Yes, it comes down to that, a single API call to OpenAI. (Well, at least while we don't have a solid open-source alternative). Given a large enough prompt, these models can take quite a while to return a result. There's nothing worse than making a user wait for 20-30 seconds before showing some action on the screen - especially when that request ends up failing sometimes. After some days of frustration, a co-worker sent me this link.

Instead of waiting for the whole completion to be finished, consider streaming the response. In short, it allows you to start receiving completion tokens as soon as they're generated. Together with FastAPI's excellent implementation of StreamingResponse, it allows you to show the completion happening in real-time to users. This pattern is widely used by implementations such as Notion's. Now that all we have is an API, customer experience is even more differentiating.

Prompt engineering is hard

We have prompt engineers now.

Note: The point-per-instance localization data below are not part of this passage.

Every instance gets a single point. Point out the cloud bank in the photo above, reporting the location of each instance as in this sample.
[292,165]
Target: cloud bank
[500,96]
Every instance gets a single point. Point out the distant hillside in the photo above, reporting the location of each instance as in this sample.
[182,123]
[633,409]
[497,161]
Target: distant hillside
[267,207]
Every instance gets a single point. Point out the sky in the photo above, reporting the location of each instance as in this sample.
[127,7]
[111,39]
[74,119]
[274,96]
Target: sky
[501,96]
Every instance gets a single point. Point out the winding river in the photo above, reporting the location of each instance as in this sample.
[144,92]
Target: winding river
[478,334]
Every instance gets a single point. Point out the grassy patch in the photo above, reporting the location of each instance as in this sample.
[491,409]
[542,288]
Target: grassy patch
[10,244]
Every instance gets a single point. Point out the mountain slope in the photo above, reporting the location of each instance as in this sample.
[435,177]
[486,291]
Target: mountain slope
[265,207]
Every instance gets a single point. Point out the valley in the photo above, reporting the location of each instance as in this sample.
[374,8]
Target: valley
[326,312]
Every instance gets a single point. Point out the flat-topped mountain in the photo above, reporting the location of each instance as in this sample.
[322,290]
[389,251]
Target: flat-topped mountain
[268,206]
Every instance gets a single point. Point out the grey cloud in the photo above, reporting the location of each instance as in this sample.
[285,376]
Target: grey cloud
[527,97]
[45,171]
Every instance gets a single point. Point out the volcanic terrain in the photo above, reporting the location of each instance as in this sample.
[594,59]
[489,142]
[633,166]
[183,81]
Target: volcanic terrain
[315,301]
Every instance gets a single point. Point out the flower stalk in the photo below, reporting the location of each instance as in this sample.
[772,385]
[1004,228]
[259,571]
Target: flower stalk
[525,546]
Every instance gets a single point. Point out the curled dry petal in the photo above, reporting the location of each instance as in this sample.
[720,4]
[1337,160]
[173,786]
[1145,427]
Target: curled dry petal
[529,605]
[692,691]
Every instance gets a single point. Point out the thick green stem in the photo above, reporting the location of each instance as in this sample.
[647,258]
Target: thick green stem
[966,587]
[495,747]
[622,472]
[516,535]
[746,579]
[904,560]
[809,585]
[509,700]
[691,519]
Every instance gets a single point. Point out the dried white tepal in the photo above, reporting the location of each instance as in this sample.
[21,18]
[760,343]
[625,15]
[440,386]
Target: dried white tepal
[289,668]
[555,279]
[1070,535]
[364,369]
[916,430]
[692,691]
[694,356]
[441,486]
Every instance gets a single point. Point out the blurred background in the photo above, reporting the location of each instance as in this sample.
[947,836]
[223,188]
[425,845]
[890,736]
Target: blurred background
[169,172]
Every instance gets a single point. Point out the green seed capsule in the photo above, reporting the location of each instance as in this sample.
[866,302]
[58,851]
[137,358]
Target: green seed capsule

No wonder. I prefer the term prompt artists. As soon as we had to put a system in place we struggled. We are used to fancy tools to track every parameter of an experiment. Now that we're designing prompts for a stochastic system the game has changed. How can know the impact of every little change in the prompt? How can I know how one instruction affects another instruction? What really defines a good prompt? You see where I'm getting at. For now, it's an art - more than engineering.

Very soon, our prompt was a list of 10-15 instructions giving very specific directions on what we needed to generate. To battle this, we created a set of scripts that would allow us to quickly compare the impact of small changes in the prompt. This is a costly exercise - given a stochastic system - since we have to call a paid API 2/3x to compare the effect of prompt changes. This allowed us to at least get a decent direction on how good the prompt is. Still, I feel like prompt engineering is still a lot of shooting in the dark.

Conclusion: Not the hammer you were looking for

LLMs are incredibly powerful tools. From generating text to now even supporting images - it's hard to tell where the field will lead us. For creative and generative tasks they shine like nothing before in our field. Being able to have access to such a powerful system will be groundbreaking in a lot of fields of machine learning. But with great power comes great responsibility - or baggage.

Putting an LLM into production is a challenging problem with a lot of unknowns. From depending on a simple API call, to not being able to reproduce results - it can get complicated.

If the task is simple enough (e.g., classification) it's still hard to justify a more expensive, less explainable, and albeit slower system than traditional methods. I don't think this is the hammer for all our problems. At least not yet.